Zum erwähnten Kompass erscheint die Anmerkung nützlich, dass die Chinesen schon recht früh die richtungweisende Eigenschaft des Magnetsteins kannten. Die magnetisierte Nadel als nautischer Wegweiser, die zunächst, auf einem Strohhalm liegend, in einem mit Wasser gefüllten Gefäß schwamm, wird in der europäischen Literatur am Ende des 12. Jahrhunderts erwähnt. Als Geburtsstätte gilt allgemein die italienische Stadt Amalfi. Aber schon im 14. Jahrhundert waren Kompasse vorhanden, die den heutigen sehr ähnlich waren.
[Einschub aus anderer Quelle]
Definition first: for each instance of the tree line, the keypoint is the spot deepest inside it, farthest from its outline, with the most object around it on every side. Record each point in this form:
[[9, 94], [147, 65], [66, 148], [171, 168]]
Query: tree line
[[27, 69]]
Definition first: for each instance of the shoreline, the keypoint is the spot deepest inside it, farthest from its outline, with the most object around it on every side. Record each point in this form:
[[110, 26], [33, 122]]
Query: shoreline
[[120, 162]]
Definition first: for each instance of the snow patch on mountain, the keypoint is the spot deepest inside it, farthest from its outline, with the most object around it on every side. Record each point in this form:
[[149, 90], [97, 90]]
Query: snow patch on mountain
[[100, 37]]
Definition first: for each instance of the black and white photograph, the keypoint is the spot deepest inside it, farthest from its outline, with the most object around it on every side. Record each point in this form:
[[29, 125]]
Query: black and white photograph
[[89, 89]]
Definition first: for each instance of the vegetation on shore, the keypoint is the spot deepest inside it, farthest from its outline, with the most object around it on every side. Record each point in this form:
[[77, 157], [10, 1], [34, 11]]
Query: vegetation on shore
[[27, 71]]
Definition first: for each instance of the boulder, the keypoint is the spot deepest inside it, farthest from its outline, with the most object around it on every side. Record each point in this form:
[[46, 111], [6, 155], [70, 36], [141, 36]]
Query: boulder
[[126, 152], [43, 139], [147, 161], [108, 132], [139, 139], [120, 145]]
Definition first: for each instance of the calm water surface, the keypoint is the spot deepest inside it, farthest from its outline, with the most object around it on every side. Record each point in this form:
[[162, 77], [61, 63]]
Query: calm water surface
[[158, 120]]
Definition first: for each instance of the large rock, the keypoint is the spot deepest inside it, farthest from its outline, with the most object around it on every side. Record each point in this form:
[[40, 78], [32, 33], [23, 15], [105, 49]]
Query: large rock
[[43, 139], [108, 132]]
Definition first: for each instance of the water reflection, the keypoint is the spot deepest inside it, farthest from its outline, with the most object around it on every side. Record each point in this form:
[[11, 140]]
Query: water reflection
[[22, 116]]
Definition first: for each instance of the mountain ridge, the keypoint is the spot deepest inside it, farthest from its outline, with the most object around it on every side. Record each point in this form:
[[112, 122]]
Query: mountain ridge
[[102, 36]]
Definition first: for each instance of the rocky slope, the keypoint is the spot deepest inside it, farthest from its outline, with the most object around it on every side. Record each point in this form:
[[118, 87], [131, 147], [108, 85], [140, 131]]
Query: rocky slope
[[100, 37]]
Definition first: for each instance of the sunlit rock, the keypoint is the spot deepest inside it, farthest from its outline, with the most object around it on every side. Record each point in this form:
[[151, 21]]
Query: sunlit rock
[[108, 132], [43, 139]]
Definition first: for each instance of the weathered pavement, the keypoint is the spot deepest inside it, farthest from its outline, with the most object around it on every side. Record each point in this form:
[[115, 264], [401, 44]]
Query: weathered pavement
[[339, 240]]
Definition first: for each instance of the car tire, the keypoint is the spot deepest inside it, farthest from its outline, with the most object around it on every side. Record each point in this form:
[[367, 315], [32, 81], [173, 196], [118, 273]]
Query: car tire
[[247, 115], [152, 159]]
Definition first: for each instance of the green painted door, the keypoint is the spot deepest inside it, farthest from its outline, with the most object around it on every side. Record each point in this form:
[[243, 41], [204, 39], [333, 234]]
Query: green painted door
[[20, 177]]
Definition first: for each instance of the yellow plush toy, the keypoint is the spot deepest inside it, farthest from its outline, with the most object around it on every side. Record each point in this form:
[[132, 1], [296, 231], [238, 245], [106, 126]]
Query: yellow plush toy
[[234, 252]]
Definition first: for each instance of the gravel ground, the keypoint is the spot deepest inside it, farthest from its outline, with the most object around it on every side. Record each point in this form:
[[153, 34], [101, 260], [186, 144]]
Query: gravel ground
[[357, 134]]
Christoph Kolumbus kannte und benutzte den Kompass, doch sein fester, aber irrtümlicher Glaube, er hätte auf seiner ersten Reise 1492 Indien entdeckt, beruhte auf der damals völlig falschen Einschätzung des Erdumfanges. Der Atlantische Ozean sei, wie er erklärte, »nicht sehr breit«. Tatsächlich landete die Expedition am 12. Oktober auf einer der Bahams-Inseln, die von den dort lebenden Indianern Guanahani genannt wurde. Das erste gedruckte Kartenwerk, auf dem der Name »Amerika« – freilich nur für den Südkontinent – verwendet wurde, war die 1507 erschienene große Weltkarte Universalis cosmographia der Kartographen Martin Waldseemüller und Matthias Ringmann. Sie wählten den Namen America zu Ehren des fälschlicherweise für den Entdecker des neuen Kontinents gehaltenen Amerigo Vespucci, der immerhin die erste Beschreibung verfasste. In ihr vertrat er die These, es handle sich bei dem neugefundenen Land nicht um Asien, sondern um – »quartam pars mundi« – einen neuen Weltteil, einen anderen Kontinent.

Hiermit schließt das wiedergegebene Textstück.